Darüber hinaus ist auch in Deutschland die gemeinsame Offensive mit dem faschistischen Regime in der Türkei gegen die kurdische Befreiungsbewegung und internationalistische Solidarität dringende Aktualität. Diese ist ein weitere sehr wichtige Bewährungsprobe, die jede Unterstützung und aktive Solidarität verdient. Wir werden bald mit massiven Auslieferungsversuchen und anderen Formen der Repression in Verbindung mit der türkischen Angriffe in Kurdistan konfrontiert werden. Die europäischen demokratischen Fiktionen sind zusammengebrochen. Wir müssen uns auf unsere eigenen Stärken stützen und sie zu einer klassenkämpferischen, internationalistischen Praxis ausbauen, in enger Zusammenarbeit mit den Organisationen, die sich dort an den verschiedenen Fronten engagieren.

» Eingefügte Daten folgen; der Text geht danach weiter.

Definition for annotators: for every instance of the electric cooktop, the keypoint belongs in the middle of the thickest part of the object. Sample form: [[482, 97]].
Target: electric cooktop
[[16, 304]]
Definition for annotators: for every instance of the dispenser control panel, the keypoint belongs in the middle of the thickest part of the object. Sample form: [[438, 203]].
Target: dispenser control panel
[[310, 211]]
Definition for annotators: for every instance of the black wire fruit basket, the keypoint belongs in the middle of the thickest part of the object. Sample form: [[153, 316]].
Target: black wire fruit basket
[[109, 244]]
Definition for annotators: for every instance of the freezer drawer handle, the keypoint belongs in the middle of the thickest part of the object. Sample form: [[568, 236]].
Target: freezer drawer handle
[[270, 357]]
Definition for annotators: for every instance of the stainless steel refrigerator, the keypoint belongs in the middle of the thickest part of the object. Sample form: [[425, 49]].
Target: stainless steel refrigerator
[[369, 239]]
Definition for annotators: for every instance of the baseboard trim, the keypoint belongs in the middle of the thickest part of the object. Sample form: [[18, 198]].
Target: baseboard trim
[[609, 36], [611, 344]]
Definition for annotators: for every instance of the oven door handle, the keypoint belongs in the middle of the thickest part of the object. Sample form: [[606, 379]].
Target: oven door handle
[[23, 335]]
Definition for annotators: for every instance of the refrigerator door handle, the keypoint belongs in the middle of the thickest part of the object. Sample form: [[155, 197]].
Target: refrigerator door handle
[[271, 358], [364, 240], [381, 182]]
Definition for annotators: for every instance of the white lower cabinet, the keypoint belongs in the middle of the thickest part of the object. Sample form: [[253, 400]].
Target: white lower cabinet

Mit dieser Perspektive können wir die Situation auch auf juristischem Terrain umkehren und vor allem aufrecht bleiben!
Ein ehemaliger Kämpfer der PC p-m (Kommunistische Partei politisch-militärisch)
Turin, 9. Juli 2022
1 Mit diesen beiden Begriffe wird unterschieden zwischen: 1. die Reumütigen (pentiti), welche von der Repression gebrochen werden, defensiv kollaborieren und vor allem militärischen Schaden anrichten und 2. die Abschwörenden (dissociati), welche darüber hinaus sich aktiv abwenden und im Dienste der Gegenseite an der politischen Delegitimierung der revolutionären Sache arbeiten.